Editor’s note: The following is a piece submitted by a Belmont student. The views and opinions expressed in this letter do not necessarily reflect the views and opinions of the Belmont Vision. Letters to the editor help us accomplish our mission of expressing “student news, student views.” The Vision welcomes readers to submit letters to the editors through our email at email@example.com.
Sophomore Scott Frenzel wrote this letter.
I did not like the word when I saw it spray painted. I did not like the word when I saw it on Fred Phelp’s signs, and I did not like the word today. I sat in the auditorium today tired from a schedule that started a little too early. Trying to shake the routine of summer from my eyes, I listened to presentations about move-in day, legalities and a motivational speech by Matt Chambers on being leaders in the community and how categorizing others can affect that.
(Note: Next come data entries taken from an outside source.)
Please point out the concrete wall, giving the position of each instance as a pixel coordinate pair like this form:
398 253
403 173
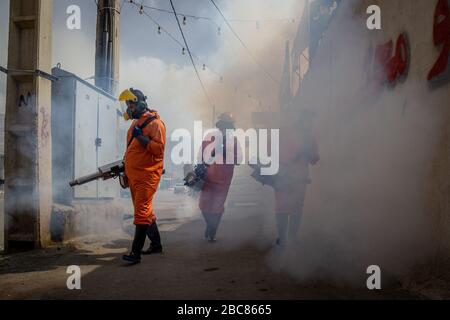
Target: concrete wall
4 28
380 194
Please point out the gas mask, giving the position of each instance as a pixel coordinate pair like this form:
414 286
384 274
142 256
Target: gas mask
134 102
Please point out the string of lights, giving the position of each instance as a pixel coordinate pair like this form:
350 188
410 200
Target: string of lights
192 59
245 46
161 29
185 15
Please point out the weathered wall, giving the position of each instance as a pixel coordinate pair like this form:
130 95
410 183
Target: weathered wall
381 191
The motivational speech opened with a story about Matt Chambers giving his two sons the sex talk and being dumbfounded when their first questions were, “What does it mean to be gay?” and “Why can’t we call people faggots?”
There it was.
The word was back and it stung and it burned. I was offended. I was offended because a man with no explained ties to the LGBTQ community just used a word that holds struggles and tears and death within it, and he used it as a tactic to get our attention. But this word is not a category, it’s a scar. This word is the thousands of lives lost to AIDS in the 80s when it was written off as “gay cancer” and what those people “deserved.”
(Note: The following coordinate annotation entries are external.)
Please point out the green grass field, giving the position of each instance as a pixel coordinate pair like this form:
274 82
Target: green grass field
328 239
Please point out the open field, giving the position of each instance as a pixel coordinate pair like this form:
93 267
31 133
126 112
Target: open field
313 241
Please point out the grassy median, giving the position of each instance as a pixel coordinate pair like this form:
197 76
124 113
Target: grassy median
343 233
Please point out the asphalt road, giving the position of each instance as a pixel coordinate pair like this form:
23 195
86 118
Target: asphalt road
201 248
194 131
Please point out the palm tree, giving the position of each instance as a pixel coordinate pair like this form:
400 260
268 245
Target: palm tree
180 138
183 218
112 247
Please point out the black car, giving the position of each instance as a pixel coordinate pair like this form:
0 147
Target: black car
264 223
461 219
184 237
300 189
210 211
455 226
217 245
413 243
This word is another padlock on the closet door of students at Belmont struggling with their sexuality because they have been told who they are is wrong in the eyes of God. And this word is a 13-year-old Scott Frenzel being bullied on a Thursday night with more than 100 text messages to his phone saying “You’re gay,” each stinging a little more than the last.
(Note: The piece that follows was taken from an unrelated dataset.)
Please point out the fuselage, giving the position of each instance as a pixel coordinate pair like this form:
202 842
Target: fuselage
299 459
So I am offended. You might say I am easily offended, but if I do not stop this word in its tracks–if I do not speak up then who will? I refuse to let the word’s history be disregarded and I refuse to let the word be reduced to a tool to get a hushed audience.
The speaker was ignorant, not hateful, but certainly not respecting the power of the word that floated from his tongue. I write this because I do not want this to happen again. I do not want people to be ignorant. I want you to know the weight of that word in so many people’s lives, and I want you to give your usage of that word the respect of the thousands of lives it has taken.